Die Idee, diesen Post als allgemeinen Thread zu unserem BAZI zu starten, finde ich super - gerne kann ich hier bei Fragen mit Rat und Tat zur Seite stehen.

@Ivenl 
Tatsächlich ist das Thema leichte Schaltung bei einem 18 oder 20 Zoll Bike kein ganz einfaches Thema. Wir haben lange nach der in unseren Augen geeignetsten Schaltung gesucht. Wichtig waren uns dabei folgende Aspekte:

kurzes Schaltwerk
lieber wenige und dafür sinnvoll abgestufte Gänge anstelle von 11- oder 12-fach Schaltung, die die Kids wahrscheinlich überfordern würde
geringes Gewicht
vernünftiges Preis-Leistungs-Verhältnis
Nach Berücksichtigung aller oben beschriebenen Punkte haben wir in der Schaltgruppe Sora das beste Gesamtpaket gefunden. Von Sparen kann übrigens nicht die Rede sein - die Schaltung ist sehr wertig verarbeitet, die Schaltvorgänge sind knackig und definiert. 

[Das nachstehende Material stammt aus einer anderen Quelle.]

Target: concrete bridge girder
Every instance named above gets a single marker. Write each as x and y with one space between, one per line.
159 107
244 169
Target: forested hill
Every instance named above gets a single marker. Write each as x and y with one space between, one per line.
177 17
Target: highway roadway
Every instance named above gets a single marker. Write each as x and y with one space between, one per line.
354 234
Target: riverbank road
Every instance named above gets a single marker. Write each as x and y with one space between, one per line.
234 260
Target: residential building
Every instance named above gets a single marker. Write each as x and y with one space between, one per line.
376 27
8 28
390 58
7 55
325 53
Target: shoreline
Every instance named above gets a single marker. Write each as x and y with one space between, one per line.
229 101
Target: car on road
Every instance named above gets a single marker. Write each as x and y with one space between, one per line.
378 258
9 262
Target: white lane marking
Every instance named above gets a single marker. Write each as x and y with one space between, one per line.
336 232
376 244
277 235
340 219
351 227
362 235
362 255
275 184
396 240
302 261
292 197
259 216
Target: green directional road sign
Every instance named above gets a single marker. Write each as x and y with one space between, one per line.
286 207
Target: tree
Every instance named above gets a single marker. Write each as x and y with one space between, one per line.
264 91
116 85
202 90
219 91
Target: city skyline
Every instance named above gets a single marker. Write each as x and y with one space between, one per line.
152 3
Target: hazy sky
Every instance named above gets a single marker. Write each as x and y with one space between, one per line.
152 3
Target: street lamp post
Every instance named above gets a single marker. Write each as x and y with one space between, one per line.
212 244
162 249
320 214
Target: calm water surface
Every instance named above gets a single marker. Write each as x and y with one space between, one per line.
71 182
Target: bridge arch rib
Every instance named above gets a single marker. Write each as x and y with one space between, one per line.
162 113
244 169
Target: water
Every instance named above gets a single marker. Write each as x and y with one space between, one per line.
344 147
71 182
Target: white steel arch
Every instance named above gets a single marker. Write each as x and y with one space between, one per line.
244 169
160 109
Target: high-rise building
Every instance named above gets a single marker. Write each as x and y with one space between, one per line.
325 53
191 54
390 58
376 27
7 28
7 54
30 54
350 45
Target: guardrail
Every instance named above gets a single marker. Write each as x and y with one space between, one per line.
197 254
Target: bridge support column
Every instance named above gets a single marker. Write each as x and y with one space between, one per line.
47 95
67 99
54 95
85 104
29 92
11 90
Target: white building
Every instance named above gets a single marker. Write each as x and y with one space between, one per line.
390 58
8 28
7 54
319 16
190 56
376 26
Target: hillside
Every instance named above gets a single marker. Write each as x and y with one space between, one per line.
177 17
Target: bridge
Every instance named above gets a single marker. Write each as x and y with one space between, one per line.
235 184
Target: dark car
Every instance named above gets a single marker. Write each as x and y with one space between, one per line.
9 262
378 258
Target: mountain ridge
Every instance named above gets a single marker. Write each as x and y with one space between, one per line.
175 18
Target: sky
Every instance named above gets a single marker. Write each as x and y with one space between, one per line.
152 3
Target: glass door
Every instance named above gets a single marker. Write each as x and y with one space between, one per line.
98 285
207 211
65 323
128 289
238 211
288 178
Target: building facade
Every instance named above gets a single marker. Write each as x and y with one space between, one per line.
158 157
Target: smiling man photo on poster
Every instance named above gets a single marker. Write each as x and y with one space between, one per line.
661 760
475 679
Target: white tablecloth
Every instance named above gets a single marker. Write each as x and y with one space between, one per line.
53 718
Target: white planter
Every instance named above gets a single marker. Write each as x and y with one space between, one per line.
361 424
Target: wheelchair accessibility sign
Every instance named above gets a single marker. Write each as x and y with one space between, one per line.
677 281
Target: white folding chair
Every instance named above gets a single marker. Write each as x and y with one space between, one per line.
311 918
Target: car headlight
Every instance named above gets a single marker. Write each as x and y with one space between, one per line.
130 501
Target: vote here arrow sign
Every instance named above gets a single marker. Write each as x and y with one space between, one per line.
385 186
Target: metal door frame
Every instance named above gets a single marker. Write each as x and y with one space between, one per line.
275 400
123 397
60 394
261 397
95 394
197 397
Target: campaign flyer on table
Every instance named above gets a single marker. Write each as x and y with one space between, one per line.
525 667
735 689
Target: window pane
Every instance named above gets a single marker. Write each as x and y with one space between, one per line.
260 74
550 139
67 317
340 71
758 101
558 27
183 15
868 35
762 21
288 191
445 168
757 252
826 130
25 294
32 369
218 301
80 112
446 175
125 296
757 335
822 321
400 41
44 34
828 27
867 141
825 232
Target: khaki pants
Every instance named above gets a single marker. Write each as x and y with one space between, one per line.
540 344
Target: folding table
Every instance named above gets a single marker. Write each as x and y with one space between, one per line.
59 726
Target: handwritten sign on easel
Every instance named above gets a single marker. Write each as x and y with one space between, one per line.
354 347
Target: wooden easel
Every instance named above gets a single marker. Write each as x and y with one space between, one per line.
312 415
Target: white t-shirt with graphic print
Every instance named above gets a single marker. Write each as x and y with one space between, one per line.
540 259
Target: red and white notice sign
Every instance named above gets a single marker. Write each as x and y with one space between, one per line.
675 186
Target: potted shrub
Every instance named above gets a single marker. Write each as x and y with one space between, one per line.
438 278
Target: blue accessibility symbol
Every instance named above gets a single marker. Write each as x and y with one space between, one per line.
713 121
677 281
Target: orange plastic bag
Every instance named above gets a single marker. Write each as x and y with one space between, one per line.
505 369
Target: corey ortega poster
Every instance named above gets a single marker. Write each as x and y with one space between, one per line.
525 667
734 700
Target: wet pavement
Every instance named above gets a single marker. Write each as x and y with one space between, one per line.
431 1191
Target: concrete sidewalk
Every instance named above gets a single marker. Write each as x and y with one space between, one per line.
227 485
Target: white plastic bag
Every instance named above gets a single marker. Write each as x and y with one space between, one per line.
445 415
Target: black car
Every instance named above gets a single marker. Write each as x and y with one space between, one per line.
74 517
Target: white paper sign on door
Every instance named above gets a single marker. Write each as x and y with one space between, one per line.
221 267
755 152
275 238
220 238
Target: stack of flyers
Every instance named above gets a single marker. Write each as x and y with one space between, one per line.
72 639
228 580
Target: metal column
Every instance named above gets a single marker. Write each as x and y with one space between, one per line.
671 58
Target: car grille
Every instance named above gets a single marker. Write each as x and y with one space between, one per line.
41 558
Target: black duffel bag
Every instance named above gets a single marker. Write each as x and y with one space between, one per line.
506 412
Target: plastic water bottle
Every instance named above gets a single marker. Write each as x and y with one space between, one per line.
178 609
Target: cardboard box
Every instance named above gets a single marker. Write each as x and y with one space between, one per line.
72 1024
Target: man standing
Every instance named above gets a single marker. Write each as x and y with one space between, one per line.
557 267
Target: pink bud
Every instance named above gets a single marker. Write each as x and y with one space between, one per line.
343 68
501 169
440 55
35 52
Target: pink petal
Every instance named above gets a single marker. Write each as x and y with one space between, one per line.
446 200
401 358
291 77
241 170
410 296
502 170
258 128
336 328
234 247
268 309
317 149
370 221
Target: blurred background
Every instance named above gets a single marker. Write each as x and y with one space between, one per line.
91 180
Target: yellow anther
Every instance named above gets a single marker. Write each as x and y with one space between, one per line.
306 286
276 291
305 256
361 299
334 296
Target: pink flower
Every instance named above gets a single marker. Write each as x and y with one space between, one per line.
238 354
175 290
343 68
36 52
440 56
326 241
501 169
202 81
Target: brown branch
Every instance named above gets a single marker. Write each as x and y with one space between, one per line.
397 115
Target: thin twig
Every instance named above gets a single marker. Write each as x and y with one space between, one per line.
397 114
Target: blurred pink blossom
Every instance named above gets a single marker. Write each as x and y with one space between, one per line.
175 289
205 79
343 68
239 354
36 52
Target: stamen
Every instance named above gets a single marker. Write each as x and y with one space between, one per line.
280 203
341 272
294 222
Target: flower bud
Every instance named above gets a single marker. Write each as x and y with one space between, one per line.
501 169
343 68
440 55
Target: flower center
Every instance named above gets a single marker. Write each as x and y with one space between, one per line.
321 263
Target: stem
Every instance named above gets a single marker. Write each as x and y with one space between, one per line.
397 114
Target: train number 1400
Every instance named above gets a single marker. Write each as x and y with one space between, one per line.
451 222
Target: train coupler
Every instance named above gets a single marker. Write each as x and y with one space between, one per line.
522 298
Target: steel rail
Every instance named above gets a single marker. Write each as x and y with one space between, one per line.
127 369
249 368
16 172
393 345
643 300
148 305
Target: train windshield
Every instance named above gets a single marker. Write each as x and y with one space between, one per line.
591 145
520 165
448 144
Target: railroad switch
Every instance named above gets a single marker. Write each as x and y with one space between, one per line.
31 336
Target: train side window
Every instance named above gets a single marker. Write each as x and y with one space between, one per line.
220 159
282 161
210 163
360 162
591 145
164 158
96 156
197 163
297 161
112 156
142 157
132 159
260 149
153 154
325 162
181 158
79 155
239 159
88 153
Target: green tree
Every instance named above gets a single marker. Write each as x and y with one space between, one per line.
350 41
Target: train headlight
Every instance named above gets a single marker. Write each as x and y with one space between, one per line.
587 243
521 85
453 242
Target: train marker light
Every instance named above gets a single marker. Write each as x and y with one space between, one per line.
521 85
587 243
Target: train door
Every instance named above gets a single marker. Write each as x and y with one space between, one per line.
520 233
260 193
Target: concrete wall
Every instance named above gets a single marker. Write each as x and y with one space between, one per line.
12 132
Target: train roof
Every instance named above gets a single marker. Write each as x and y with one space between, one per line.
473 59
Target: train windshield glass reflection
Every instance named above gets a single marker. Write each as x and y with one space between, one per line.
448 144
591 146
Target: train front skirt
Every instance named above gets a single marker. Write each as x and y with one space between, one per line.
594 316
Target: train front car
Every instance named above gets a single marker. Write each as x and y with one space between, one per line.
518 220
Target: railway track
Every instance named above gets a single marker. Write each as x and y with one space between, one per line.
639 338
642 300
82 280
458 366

Für konstruktive Verbesserungsvorschläge haben wir grundsätzlich aber immer ein offenes Ohr 👍


----------



## Colt__Seavers (27. Mai 2021)

gigo schrieb:


> @HaegarHH
> Vielen Dank für deinen tollen Bericht, da steigt mir ja fast die Schamesröte ins Gesicht... 🤗
> 
> Die Idee, diesen Post als allgemeinen Thread zu unserem BAZI zu starten, finde ich super - gerne kann ich hier bei Fragen mit Rat und Tat zur Seite stehen.
> ...


Immer stark wenn der Chef höchstpersönlich sich hier einbringt! Danke schon mal!


----------



## Binem (27. Mai 2021)

gigo schrieb:


> @HaegarHH
> Vielen Dank für deinen tollen Bericht, da steigt mir ja fast die Schamesröte ins Gesicht... 🤗
> 
> Die Idee, diesen Post als allgemeinen Thread zu unserem BAZI zu starten, finde ich super - gerne kann ich hier bei Fragen mit Rat und Tat zur Seite stehen.
> ...


Das ganze wünsche ich mir jetzt noch für meine Jungs mit einer Körpergröße von 150cm  🙈


----------



## gigo (27. Mai 2021)

Binem schrieb:


> Das ganze wünsche ich mir jetzt noch für meine Jungs mit einer Körpergröße von 150cm  🙈


Ist schon in der Mache ;-)


----------



## Krabbenkoenig (27. Mai 2021)

gigo schrieb:


> @Ivenl
> Tatsächlich ist das Thema leichte Schaltung bei einem 18 oder 20 Zoll Bike kein ganz einfaches Thema. Wir haben lange nach der in unseren Augen geeignetsten Schaltung gesucht. Wichtig waren uns dabei folgende Aspekte:
> 
> kurzes Schaltwerk
> ...



Habt ihr euch mal die Shimano Zee angesehen?
Die habe ich beim 20" Canyon meiner Tochter verbaut und finde sie eigentlich recht gut gemacht und wirkt recht unverwüstlich (wahrscheinlich auch dem Einsatzzweck geschuldet) und das wichtigste: sie scheint für Kinder von den betätigungskräften echt gut zu passen.


----------



## Ivenl (27. Mai 2021)

Ich habe bisher immer 11-fach drin, hätte aber auch an die Downhill Schaltwerke gedacht, wahrscheinlich habe ich aber als Rennrad Fahrer auch zu viele Vorurteile gegen Sora.
Mehr fällt mir zur Verbesserung auch nicht ein, ich baue zwar persönlich deutlich mehr Carbon ein, aber für nen professionellen Vertrieb finde ich eure Zusammenstellung Preis/ leistungs technisch super.


----------



## MTB-News.de




----------



## Albschrat (27. Mai 2021)

Tolles Bike  und schön umgesetzt. Leider sind meine Lütten mit 135 schon zu groß für sowas...


----------



## Vogward (7. Juni 2021)

Hi @gigo ,

Kannst du zur aktuellen Lieferzeit etwas sagen, wenn ich diese Woche bestelle?
Bevor ich meinem Großen jeden Tag erklären muss wie lange ungefähr einige Monate ist, frage ich lieber hier nach 🙂

Danke und Gruß,

Christian


----------



## HaegarHH (12. Juni 2021)

Leider habe ich gerade viel zu viel um die Ohren, da versuche ich mehr mit Ihr und dem Bazi unterwegs zu sein, als auch noch Pflege der Threads hier im Forum zu betreiben 

Vorletztes Wochenende ging es zu dem nächstgelegenen hiesigen Trailgelände und für norddeutsche Tiefebene ist das schon fein  und zumindest SO, dass ich die beiden Jungs (10 / 7) alleine loslassen kann um mich um den Nachwuchs zu kümmern.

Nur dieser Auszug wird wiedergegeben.